Bibliographic Collection: 
Publication Type: Journal Article
Authors: Scott, Jeremiah E; McAbee, Kevin R; Eastman, Meghan M; Ravosa, Matthew J
Year of Publication: 2014
Journal: Biol Lett
Volume: 10
Issue: 1
Pagination: 20130789
Date Published: 2014 Jan
Publication Language: eng
ISSN: 1744-957X
Keywords: Adaptation, Physiological, Animals, Food supply, Hominidae

The robust jaws and large, thick-enameled molars of the Plio-Pleistocene hominins Australopithecus and Paranthropus have long been interpreted as adaptations for hard-object feeding. Recent studies of dental microwear indicate that only Paranthropus robustus regularly ate hard items, suggesting that the dentognathic anatomy of other australopiths reflects rare, seasonal exploitation of hard fallback foods. Here, we show that hard-object feeding cannot explain the extreme morphology of Paranthropus boisei.
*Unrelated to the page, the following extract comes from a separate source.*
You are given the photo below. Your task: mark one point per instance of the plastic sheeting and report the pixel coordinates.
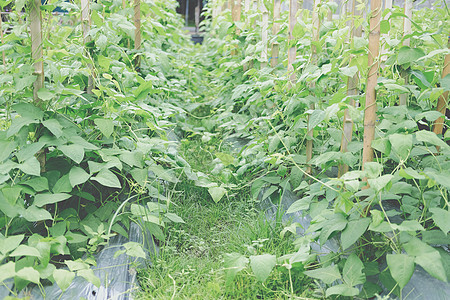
(422, 286)
(117, 275)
Rather, analysis of long-term dietary plasticity in an animal model suggests year-round reliance on tough foods requiring prolonged postcanine processing in P. boisei. Increased consumption of such items may have marked the earlier transition from Ardipithecus to Australopithecus, with routine hard-object feeding in P. robustus representing a novel behaviour.

DOI: 10.1098/rsbl.2013.0789
Alternate Journal: Biol. Lett.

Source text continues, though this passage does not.